Four years ago, Helen Weir was being tipped as the first woman to run a top UK bank. Now she's being named as a potential successor to Marc Bolland at Marks & Spencer, which would make her the first woman to head a top-flight UK retailer.
Talk of Weir’s succession to the chief executive’s chair at M&S might be a little premature. After all, her appointment as finance director at the group was only announced on Monday and it looks as though her current employer, the John Lewis Partnership, will be holding Weir to her six-month notice period rather than hand over a key executive to a major competitor for the crucial Christmas trading period.
But, as Bolland struggles to convince the City that his turnaround strategy is working at M&S, thoughts regularly turn to who might replace him should major shareholders finally run out of patience. Still Britain’s biggest retailer by market share, M&S’s performance over Christmas will clearly be key to how much longer Bolland can hold on to his job at the group, which he joined just over four years ago.
At around the same time as Bolland was stepping up at M&S, Weir was being tipped to take over the running of Lloyds Banking Group, which she joined as finance director from Kingfisher in 2004. But she lost out to Antonio Horta-Osorio, and left the bank shortly afterwards.

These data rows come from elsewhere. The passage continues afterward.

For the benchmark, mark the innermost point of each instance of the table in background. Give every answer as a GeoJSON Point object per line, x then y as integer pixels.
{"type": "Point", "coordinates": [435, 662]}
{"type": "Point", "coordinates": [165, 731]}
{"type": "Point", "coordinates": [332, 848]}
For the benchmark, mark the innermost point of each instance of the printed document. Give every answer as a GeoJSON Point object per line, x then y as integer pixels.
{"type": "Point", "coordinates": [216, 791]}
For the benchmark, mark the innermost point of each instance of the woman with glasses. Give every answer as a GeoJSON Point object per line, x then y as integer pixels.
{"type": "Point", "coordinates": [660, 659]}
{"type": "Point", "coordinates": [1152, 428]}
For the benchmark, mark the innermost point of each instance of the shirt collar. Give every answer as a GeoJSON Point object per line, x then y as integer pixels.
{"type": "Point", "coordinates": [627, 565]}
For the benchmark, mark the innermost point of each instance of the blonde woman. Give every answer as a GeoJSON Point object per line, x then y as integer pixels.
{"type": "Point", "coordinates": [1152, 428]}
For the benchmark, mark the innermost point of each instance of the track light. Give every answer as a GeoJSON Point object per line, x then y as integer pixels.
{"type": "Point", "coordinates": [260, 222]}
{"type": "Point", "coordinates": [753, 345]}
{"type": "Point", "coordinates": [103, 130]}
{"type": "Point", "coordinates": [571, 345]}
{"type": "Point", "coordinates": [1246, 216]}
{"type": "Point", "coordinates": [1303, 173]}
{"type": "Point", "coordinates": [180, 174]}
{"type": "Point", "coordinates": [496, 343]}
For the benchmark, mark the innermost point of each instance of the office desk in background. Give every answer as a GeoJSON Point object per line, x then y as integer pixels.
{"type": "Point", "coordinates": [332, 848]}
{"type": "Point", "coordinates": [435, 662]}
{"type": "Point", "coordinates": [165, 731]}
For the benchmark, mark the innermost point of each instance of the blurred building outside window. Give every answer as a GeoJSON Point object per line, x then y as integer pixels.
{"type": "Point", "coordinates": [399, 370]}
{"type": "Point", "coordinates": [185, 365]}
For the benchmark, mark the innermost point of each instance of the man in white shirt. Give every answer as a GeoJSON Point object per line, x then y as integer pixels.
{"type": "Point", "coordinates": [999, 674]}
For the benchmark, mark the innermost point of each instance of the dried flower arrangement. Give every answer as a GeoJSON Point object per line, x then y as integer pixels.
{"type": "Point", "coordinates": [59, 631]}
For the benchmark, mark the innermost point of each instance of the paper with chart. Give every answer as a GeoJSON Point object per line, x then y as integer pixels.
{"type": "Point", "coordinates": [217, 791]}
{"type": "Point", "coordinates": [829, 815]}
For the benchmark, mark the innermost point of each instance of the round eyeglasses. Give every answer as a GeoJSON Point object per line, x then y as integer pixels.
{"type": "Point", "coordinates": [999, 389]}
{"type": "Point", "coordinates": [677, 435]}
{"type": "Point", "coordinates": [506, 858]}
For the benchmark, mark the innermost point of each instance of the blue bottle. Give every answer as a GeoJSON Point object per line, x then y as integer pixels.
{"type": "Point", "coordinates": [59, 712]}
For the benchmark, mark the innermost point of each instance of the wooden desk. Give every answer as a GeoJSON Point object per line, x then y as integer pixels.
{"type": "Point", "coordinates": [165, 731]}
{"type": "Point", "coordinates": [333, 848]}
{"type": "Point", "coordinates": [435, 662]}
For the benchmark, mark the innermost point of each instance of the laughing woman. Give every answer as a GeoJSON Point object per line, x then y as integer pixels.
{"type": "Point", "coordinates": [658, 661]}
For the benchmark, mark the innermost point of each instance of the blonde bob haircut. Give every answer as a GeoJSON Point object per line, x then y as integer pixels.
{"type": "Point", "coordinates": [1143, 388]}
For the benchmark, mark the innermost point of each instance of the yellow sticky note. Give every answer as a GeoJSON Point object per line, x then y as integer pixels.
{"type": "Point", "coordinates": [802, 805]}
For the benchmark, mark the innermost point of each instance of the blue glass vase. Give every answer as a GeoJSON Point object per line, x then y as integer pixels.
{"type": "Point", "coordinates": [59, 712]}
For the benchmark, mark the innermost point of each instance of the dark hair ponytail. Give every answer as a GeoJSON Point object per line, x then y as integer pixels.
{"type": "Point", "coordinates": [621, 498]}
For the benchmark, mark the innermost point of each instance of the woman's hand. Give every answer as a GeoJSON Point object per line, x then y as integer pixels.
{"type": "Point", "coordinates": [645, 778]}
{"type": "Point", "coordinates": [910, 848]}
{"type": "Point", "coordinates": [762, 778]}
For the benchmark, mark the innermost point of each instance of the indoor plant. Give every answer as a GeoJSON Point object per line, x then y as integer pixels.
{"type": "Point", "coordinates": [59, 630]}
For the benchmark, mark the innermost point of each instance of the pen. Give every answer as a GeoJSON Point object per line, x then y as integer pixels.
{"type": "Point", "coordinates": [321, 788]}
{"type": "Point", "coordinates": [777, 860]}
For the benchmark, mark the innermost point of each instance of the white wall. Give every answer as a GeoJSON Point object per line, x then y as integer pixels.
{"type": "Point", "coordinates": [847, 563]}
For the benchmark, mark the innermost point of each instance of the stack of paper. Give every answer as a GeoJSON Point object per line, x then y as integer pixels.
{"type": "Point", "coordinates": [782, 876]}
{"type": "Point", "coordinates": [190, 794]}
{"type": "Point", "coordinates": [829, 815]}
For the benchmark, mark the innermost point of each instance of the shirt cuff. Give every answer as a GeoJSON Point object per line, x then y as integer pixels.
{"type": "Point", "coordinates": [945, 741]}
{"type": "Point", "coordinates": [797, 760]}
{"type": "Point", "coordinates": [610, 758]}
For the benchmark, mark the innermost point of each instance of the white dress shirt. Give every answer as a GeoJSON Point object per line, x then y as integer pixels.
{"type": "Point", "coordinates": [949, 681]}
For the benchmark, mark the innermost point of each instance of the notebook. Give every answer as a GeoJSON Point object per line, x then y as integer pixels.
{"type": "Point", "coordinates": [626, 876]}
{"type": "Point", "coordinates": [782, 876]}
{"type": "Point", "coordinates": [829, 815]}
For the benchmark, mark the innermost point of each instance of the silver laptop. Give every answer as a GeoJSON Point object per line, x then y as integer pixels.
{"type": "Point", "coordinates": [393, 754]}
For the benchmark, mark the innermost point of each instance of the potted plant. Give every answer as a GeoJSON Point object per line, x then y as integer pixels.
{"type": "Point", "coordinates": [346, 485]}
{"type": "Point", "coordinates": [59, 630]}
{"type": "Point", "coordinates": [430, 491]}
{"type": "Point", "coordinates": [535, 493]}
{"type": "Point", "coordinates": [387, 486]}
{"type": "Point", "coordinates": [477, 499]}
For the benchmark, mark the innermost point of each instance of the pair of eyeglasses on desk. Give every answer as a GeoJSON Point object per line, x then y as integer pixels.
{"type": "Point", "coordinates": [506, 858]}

Her next move, which involved a substantial pay cut, was to the employee-owned John Lewis Partnership, also to the role of finance director.
At M&S, Weir will receive a basic annual salary just of £590,000 – £11,000 more than her predecessor – and will also be given a one-off payment of £188,500 to compensate her for the pension she is giving up to join M&S. She may also be compensated for foregoing her bonus at John Lewis.
Although Weir is unlikely to arrive at M&S until almost halfway through next year, the appointment has been well received in the City. The finance director's chair at M&S has been empty since September when Alan Stuart, who announced his departure for Tesco in July, was allowed to leave early to help the beleaguered supermarket group through its accounting scandal.
One of the highest-profile women in the City, Weir has made no secret of her ambition to take on the role of chief executive of a major company. When still at Lloyds, she said: “I would like to run a business at some stage. I would like the top job.”
Such honest ambition is refreshing, but possibly somewhat unnerving for colleagues and Weir has a formidable reputation. She also hit the headlines more than a decade ago, when it emerged she had received a hefty relocation allowance of £340,000 from the B&Q DIY group, Kingfisher, for a move of just 40 miles from Hampshire to Buckinghamshire.
Internal contender
Weir was door-stepped by reporters and the brush with the press left her so rattled that she apparently considered quitting publicly-listed companies for the anonymity of private equity owned businesses.
Bolland is clearly pleased she decided against that course, declaring himself “delighted” with the appointment, saying Weir was “extremely well qualified and brings a wealth of relevant financial, retail and consumer experience”.
She won’t be the only woman at M&S in with a chance of the top job. Laura Wade-Gery, who was brought in from Tesco just over three years ago to head up the digital operations at M&S, was also put in charge of the UK stores network earlier this year, and is seen as a leading internal contender.
Wade-Gery was one of Bolland’s first major appointments at M&S and her recruitment was regarded as a coup, as she had been widely regarded as a future CEO at the supermarket group.
For Bolland, meanwhile, pressure has eased a little recently, following news of the group’s first increase in profits in four years, albeit a modest one. But clothing sales were still down and Christmas will be the real test.